I had a similar concern with a reading plan of mine. Sometimes it would have me reading 8-10 chapters per day and one day it had me reading only two. (That was about 140 verses compared to 40 verses.) It didn't make any sense to me... If I remember correctly, L3 let you choose chapter boundaries or pericope boundaries.
"It seems our problems solve themselves when we look beyond us to those truly in hell." - Beyond Our Suffering - AILD
It would be really helpful if the reading plan did allow breaks on chapter or pericope boundaries for Bibles and have an option for non-Bible books to read X chapters per reading session. I'd like to read some books at a rate of one complete chapter a day for however long it takes, but with the current options, that's really not possible.
Tim Hensler:It would be really helpful if the reading plan did allow breaks on chapter or pericope boundaries for Bibles
I, too, would like breaks on pericope boundaries. I thought there was something amiss with my bible reading plans. That is it.

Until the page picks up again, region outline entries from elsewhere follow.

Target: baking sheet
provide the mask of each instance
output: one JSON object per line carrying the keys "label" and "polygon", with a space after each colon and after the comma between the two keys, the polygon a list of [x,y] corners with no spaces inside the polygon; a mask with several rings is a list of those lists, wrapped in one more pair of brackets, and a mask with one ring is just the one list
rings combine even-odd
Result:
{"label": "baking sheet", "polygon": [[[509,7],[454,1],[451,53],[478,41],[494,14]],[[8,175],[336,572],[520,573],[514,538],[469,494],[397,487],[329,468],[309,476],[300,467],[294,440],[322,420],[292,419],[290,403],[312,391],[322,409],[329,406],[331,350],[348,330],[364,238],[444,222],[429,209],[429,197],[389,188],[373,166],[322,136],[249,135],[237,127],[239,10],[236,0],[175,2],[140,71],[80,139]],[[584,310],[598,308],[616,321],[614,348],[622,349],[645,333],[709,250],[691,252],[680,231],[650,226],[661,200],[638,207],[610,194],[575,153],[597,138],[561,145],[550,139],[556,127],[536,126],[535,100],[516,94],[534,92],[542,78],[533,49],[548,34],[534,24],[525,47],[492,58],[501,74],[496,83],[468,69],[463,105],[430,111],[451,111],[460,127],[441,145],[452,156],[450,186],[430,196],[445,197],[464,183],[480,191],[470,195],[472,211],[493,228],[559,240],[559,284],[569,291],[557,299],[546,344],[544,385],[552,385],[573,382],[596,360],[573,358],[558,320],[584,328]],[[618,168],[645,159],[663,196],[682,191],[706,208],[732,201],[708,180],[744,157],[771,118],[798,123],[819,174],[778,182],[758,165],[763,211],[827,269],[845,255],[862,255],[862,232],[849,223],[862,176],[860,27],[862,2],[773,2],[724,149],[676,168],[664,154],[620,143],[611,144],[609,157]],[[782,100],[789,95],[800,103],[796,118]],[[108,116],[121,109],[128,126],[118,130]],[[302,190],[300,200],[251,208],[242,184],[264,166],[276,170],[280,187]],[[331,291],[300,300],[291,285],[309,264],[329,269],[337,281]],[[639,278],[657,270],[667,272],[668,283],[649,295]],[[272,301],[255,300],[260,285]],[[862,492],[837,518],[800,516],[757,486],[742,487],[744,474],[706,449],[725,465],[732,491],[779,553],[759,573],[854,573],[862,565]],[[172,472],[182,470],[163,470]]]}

LewWorthington: Perhaps it isn't a problem for you either way, but in order to truly study a passage, it's not just a matter of flying past a comma and finishing the paragraph or sentence. I was just wondering why it worked the way it did and if there was any way around it.
I'm still not sure why this would be a problem. You can simply ignore the "Stop Reading" marker and keep reading or "truly studying" the passage, if you prefer. However, I certainly agree that it would be more convenient if the user had more control over how the daily readings were divided.
Logos 3 used to allow this... why is this capability not present in Logos 4? (or so it seems) I hope someone from Logos can help here!